In [None]:
import numpy as np
import matplotlib.pyplot as plt
import seaborn as sns
from loss_simulator import simulate_empirical_risk

# Set style
sns.set_style("whitegrid")
plt.rcParams['font.size'] = 12
plt.rcParams['axes.labelsize'] = 14
plt.rcParams['axes.titlesize'] = 16
plt.rcParams['legend.fontsize'] = 11

# Empirical Risk Visualization (Smooth Losses)

This notebook visualizes the empirical risk R̂(θ) for **smooth, continuous loss functions** as a function of the confidence threshold θ.

**Difference from selective_sim:**
- Uses smooth losses (e.g., squared error) instead of 0-1 loss
- Loss is continuous and differentiable
- Still parametrized by instability ε

**Key concepts:**
- **ε** (instability): Controls deviation from monotonicity
  - 0 = perfectly monotone
  - 1 = maximum instability
- **Smooth loss**: Continuous, differentiable (e.g., squared error)
- **Target α**: Risk level we want to control

In [None]:
# Parameters
n = 500
alpha = 0.1
base_strength = 5

# Instability parameters
instability_parameters = [0.2, 0.5, 0.8, 1]

# Theta grid
theta_grid = np.linspace(0, 1, 1000)

print(f"Simulating empirical risk (smooth losses)...")
print(f"Dataset size: n = {n}")
print(f"Target risk: α = {alpha}")
print(f"Base strength: {base_strength}\\n")

In [None]:
# Create figure
fig, ax = plt.subplots(1, 1, figsize=(12, 7))

# Black to red gradient
colors = plt.cm.Reds(np.linspace(0.3, 1.0, len(instability_parameters)))

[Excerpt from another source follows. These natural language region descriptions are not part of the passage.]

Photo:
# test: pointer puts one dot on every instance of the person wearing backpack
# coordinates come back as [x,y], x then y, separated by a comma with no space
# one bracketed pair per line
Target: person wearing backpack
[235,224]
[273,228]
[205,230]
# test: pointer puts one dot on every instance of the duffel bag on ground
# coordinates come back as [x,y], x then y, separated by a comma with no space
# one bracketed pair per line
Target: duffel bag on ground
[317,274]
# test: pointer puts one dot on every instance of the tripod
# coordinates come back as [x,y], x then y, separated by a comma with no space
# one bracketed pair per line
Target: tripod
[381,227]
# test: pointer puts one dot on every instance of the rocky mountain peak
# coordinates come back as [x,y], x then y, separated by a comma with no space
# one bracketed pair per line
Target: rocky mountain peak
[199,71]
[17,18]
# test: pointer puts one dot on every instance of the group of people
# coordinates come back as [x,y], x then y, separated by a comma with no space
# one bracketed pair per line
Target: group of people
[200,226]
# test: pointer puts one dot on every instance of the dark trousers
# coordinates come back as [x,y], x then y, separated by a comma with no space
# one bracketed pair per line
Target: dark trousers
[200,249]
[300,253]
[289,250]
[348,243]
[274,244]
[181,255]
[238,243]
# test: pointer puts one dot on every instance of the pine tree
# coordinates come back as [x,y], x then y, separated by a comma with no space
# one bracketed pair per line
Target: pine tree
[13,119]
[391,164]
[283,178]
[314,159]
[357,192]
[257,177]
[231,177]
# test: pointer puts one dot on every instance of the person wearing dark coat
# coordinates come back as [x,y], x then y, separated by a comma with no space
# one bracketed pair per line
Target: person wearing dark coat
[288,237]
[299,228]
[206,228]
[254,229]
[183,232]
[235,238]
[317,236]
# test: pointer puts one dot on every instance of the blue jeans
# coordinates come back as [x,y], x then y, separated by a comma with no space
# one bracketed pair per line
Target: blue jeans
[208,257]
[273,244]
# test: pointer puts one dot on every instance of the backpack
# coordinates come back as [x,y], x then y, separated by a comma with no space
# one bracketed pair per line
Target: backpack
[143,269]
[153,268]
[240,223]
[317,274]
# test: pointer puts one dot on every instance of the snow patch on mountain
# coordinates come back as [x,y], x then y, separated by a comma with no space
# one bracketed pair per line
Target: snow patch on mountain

for idx, instability_parameter in enumerate(instability_parameters):
    # Simulate
    P_hat, y_true, empirical_risk = simulate_empirical_risk(
        n, alpha, theta_grid, instability_parameter, base_strength=base_strength
    )
    
    label = f'ε = {instability_parameter:.1f}'
    if instability_parameter == 0:
        label += ' (monotone)'
    
    ax.plot(theta_grid, empirical_risk, linewidth=2.5, 
            color=colors[idx], label=label, alpha=0.8)
    
    print(f"ε = {instability_parameter:.1f}: "
          f"Mean true prob = {(1-y_true.mean()):.3f}, "
          f"Risk range = [{empirical_risk.min():.3f}, {empirical_risk.max():.3f}]")

# Target line
ax.axhline(y=alpha, color='darkred', linestyle='--', linewidth=2.5, 
           label=f'Target: α = {alpha}', zorder=0, alpha=0.7)

# Formatting
ax.set_xlabel('θ', fontsize=14, color='black')
ax.set_ylabel('R̂(θ)', fontsize=14, color='black')
ax.legend(fontsize=11, loc='best', frameon=True, shadow=True)
ax.grid(True, alpha=0.3)
ax.set_xlim([0.5, 1])

# Ticks and spines
ax.tick_params(axis='x', colors='black', which='both', bottom=True, top=False)
ax.tick_params(axis='y', colors='black', which='both', left=True, right=False)
sns.despine(ax=ax, top=True, right=True)
for spine in ['bottom', 'left']:
    ax.spines[spine].set_edgecolor('black')
    ax.spines[spine].set_linewidth(1.5)

plt.tight_layout()
plt.savefig('./outputs/empirical_risk_smooth.pdf', dpi=300, bbox_inches='tight')
print("\\n✓ Plot saved to ./outputs/empirical_risk_smooth.pdf")

## Interpretation

**Comparison with selective_sim:**

1. **Smooth vs Discrete**: 
   - This plot uses smooth losses (squared error)
   - selective_sim uses 0-1 loss (non-smooth)

2. **Risk curves**:
   - Smooth losses create continuous risk curves
   - May exhibit different behavior under instability

3. **Practical relevance**:
   - Regression problems use smooth losses
   - Shows CRC works for both discrete and continuous cases

**Key observations:**
- Higher ε (darker red) = more instability
- Risk behavior changes with instability level
- Target α provides risk control benchmark